第76話

犯、す…?


さっきから、何を言っているのだこの人は。



目の前が眩むような熱量。



本能が喰べられる、逃げろ、と叫んでいる。


叫んでいるけれど、この身体に勝てるわけも術もなくて、私は。



ただただ唇の端から「待って」と懇願するばかり。




「あ? 聞こえねーよ」



スローモーションで映る。


額と額が触れそうな距離まで迫った男は、くらくらするような香りを漂わせて低い声で囁いた。



「“浮気”したら犯すヤるっつったよな?」




え!?



「い、言ってな——ヒ、ぁっ」




言い終える前に私のベルトに片手が掛けられあっという間に外されたかと思えばその手は下着を引っ掻いた。

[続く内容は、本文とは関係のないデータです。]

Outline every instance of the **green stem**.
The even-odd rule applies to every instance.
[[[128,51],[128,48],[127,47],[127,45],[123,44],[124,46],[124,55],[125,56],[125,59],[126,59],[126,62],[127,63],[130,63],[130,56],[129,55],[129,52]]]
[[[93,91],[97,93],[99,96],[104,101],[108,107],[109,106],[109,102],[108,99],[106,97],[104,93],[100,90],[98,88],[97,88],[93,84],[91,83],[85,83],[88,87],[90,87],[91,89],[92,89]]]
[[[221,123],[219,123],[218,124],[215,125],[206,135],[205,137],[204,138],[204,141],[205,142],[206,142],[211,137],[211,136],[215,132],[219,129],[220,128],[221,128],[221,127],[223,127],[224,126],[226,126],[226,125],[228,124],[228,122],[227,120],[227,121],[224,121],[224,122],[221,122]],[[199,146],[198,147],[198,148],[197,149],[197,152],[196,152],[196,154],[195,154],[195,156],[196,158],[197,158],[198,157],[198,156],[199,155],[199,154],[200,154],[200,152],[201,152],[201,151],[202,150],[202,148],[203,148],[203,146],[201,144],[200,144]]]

必死に、手首を掴んで止めようとするも身体を起こした男は私の脚を持ち上げて下着を脱がす。




「まっ、——善く——!!」




先程まで一緒にいた善くんの顔が思い浮かんで思わず名前を呼んだ。




その瞬間、ピタ、と手を止めた花山院さん。




何も、聞こえなくなって、



キツく瞑っていた目を恐る恐る開けると、暗がりの中、私を見下ろす目と逢った。